Transforaminal Lumbar Interbody Fusion (TLIF) is a specialized spinal fusion surgery that treats chronic lower back pain and nerve-related symptoms by removing the damaged lumbar disc and inserting a bone graft-filled spacer between the vertebrae to restore disc height, relieve pressure on spinal nerves, and promote long-term stability. The surgeon accesses the spine through a posterior transforaminal route, which allows precise removal of the diseased disc and placement of bone graft material with minimal disruption to muscles and soft tissues, helping to reduce postoperative pain and accelerate recovery. Instrumentation such as screws and rods are often used to secure the vertebrae while the bone graft heals and fuses the levels together, improving spinal alignment and function for conditions like degenerative disc disease, spondylolisthesis, and spinal instability when conservative treatments have failed.
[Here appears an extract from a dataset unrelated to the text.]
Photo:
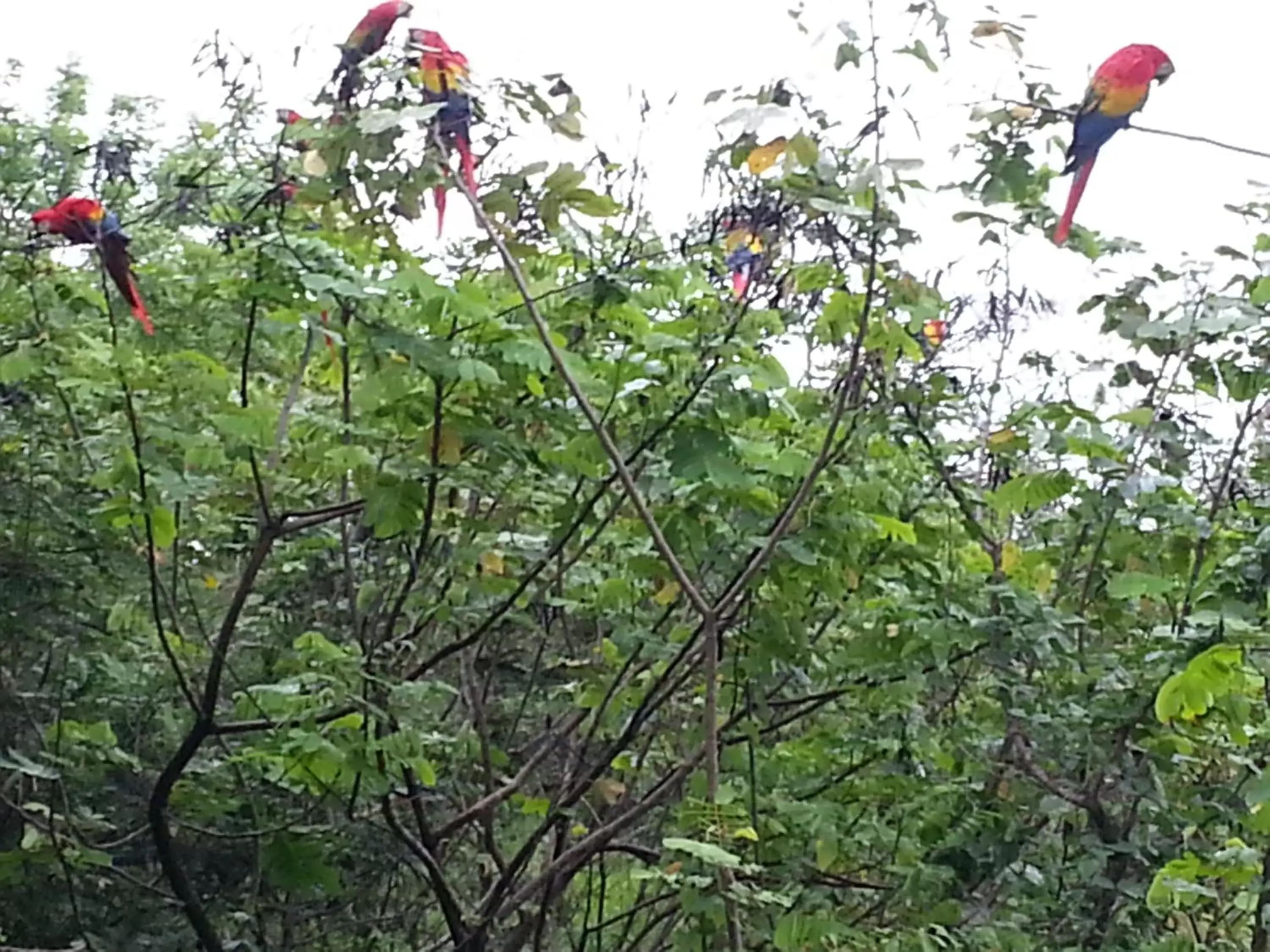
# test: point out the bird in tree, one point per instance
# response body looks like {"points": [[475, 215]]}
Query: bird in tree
{"points": [[745, 252], [83, 221], [444, 75], [366, 40], [1118, 91]]}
Extreme lateral interbody fusion (XLIF) offers a targeted surgical option for patients with persistent low back pain and nerve symptoms by approaching the spinal column from the side to remove the damaged disc and insert a supportive implant that promotes vertebral fusion. This lateral approach helps preserve back muscles and ligaments, reduce blood loss and scarring, and shorten overall recovery time, making it a suitable choice for individuals whose pain has not improved with conservative treatments. Many patients experience early relief of radicular pain and improved stability as the grafted bone fuses the spine over time, with potential benefits including a quicker return to normal activities and a lower risk of some complications associated with traditional fusion surgeries.